Defending against DDoS attacks can be done, but it's costly. Small ISPs and Internet DNS providers likely can't do it effectively, at least in a way that doesn't bankrupt them. (One popular DDoS mitigation tool, Arbor Peakflow, costs about $42,000 out the gate, with licensing fees then ranging from ten thousand dollars to $70,000 or more on top of that.)
I've worked with small to mid-sized ISPs before, and they barely have any money. One of my partners actually worked for a small ISP that went bankrupt a few years back. It's a commodity business, and there's a lot of competition chasing relatively small amounts of dollars--the big ISPs make a lot of money, but small ones really don't. I've seen them struggle to pay for things like a new router. Paying for the tools and hardware to mitigate a DDoS attack would likely wipe out many of the smaller service providers entirely.
EveryDNS is basically a bedroom company; it's a free DNS service with very little cash flow and a relatively small number of domain names. They ask for a donation from users of their service, but as we all know, that's a difficult thing to count on.
So I can believe that they pulled the domain name because of the DDoS attack. Having worked for and with small providers, I can easily see a provider like EasyDNS simply not being able to afford to cope with a DDoS attack. So I have little trouble believing that that's the reason they made their decision.
I have more difficulty believing that Amazon pulled Wikileaks off their cloud servers because of Terms of Service violations, as they are claiming; if that were true, the would have done so months ago.
At this point I'm finding anything charged against the guy as being legitimate, so at least in the eyes of the public I think it's having the opposite of the intended effect. But they don't care about public opinion at this point, they're just trying to work the system in any way possible to nail this guy down.
I suspect you mean nothing rather than everything.
Julian Assange is an interesting character. On the one hand, he's obviously extremely passionate about free speech, transparency, and government and corporate openness. (It's easy to forget in light of the current hubbub that Wikileaks focuses on all sorts of things having nothing to do with government.)

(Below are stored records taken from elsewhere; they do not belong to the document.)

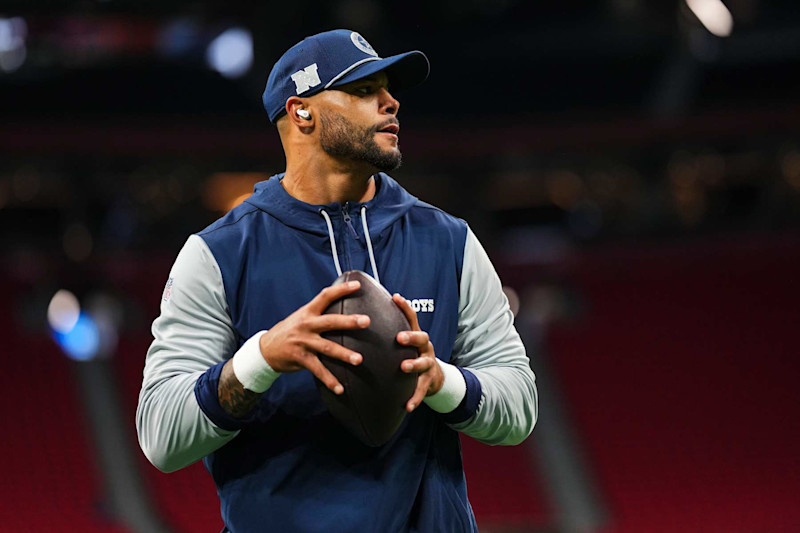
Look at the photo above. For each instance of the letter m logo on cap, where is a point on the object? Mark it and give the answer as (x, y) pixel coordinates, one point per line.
(306, 78)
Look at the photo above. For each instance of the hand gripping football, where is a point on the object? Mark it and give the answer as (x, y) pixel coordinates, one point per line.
(372, 406)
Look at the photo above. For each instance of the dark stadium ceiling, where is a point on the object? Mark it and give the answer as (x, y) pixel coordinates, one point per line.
(489, 58)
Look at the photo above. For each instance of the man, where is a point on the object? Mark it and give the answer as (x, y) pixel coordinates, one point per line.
(230, 374)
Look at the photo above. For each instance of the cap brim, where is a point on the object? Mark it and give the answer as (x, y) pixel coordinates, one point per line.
(404, 70)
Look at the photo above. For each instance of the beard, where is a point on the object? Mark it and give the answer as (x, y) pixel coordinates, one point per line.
(341, 138)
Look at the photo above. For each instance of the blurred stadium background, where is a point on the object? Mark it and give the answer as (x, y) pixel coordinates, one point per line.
(633, 168)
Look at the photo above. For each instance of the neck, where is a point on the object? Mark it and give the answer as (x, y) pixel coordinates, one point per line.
(315, 182)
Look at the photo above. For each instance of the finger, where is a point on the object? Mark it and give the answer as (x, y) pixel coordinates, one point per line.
(328, 295)
(410, 314)
(419, 339)
(315, 366)
(422, 388)
(331, 322)
(335, 351)
(418, 365)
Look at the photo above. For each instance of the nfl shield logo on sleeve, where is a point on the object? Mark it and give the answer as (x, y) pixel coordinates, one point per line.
(167, 290)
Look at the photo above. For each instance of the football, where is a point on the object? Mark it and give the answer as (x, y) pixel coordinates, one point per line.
(372, 406)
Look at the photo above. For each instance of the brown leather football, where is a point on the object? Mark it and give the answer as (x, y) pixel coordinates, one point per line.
(372, 406)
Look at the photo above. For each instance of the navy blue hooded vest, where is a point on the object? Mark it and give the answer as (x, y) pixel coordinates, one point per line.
(293, 468)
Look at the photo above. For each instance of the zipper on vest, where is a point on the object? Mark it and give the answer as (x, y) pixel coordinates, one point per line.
(347, 220)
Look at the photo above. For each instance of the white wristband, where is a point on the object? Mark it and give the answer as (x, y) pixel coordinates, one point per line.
(452, 392)
(250, 367)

On the other hand, he's also, by everything I've seen and heard about him, emotionally volatile, narcissistic, erratic, and self-aggrandizing. In other words, he seems to have the kind of personality traits that make him likely to be a date-rapist. He's been accused by more than one woman of making unwanted and forcible sexual advances, and I find it more plausible that these charges are genuine than that they are fabricated by the Swedish government, which (to be frank) has a history of not giving a rat's ass about other governments' embarrassment. The very same personality traits that make him so stubborn about Wikileaks also make him, I suspect, unlikely to take "no" for an answer from a date.
If I were a sinister government agent bent on some kind of secret behind-the-scenes plot to get an inconvenient and embarrassing public figure locked up on behalf of a shady cabal of some sort, I would be very unlikely to use rape charges as my means to that end. I'd have to find civilian complaining witnesses that I could get to agree to file emotionally damaging and difficult charges, and hope that they were willing to go through with it--if even one of those people were to recant, or worse yet to expose me, I'd be thoroughly screwed, and there's no way for me to control the likelihood of that happening.

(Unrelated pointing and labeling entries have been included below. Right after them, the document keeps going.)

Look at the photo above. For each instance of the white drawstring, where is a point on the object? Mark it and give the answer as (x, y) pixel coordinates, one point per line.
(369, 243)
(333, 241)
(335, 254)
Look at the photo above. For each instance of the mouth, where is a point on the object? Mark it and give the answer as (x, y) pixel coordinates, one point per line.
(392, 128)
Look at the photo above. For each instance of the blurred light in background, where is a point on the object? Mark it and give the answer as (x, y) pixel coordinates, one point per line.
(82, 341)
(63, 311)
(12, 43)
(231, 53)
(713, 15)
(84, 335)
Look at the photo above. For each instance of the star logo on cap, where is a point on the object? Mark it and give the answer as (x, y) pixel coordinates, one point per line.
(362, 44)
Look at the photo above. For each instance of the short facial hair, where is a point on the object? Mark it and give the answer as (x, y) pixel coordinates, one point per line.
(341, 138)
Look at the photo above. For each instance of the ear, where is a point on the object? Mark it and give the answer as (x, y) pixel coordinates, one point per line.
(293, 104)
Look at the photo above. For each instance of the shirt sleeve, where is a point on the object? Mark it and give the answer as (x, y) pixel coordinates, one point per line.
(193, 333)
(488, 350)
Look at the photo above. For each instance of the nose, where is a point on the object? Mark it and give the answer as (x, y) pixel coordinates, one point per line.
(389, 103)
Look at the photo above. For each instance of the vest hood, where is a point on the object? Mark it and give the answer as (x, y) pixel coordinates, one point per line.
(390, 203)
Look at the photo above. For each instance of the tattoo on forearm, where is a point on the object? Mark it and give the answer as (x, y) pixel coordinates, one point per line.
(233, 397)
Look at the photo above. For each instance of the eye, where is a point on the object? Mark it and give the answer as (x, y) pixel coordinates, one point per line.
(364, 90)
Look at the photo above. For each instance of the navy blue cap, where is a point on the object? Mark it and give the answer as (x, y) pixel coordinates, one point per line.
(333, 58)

A charge like rape is too emotionally fraught to be reliable; it would require a very special kind of sociopath to say "Sure! I'll file rape charges against this guy for you and then follow through in court." To find two or more such people...it seems unlikely.
It would be far, far easier, and I suspect more reliable, to fabricate some other kind of legal charge that would have more plausibility and more relevance--penetrating a secure government computer, say. Fake a few access logs and I'm done. Or robbery, or hell, tax evasion. Theft of services. Anything along those lines would get an arrest warrant signed, and I wouldn't have to rely on coercing emotionally difficult testimony out of women willing to falsely claim rape on my behalf.
And there's the matter that it seems, if I may be cynical for a moment, that just about any criminal charge you can file against someone will likely be believed--except rape. If you take a couple of celebrities and charge one of them with, I don't know, witness tampering or shoplifting or assault or drunk driving or something, and charge the other one with rape, more people will side with, make excuses for, or deny the rape charge than the other charge. I'm not quite sure why that is or how it happened, but we as a society often seem to extend the benefit of the doubt to celebrities charged with rape to a much greater degree than any other charge.
So no, I don't believe that the government concocted the rape charges against him, nor paid or coerced women to make up phony allegations of sexual misconduct. That really doesn't seem to fit the kind of behavior that a government that wanted some sort of plausible yet still easily-faked bogus charge would do.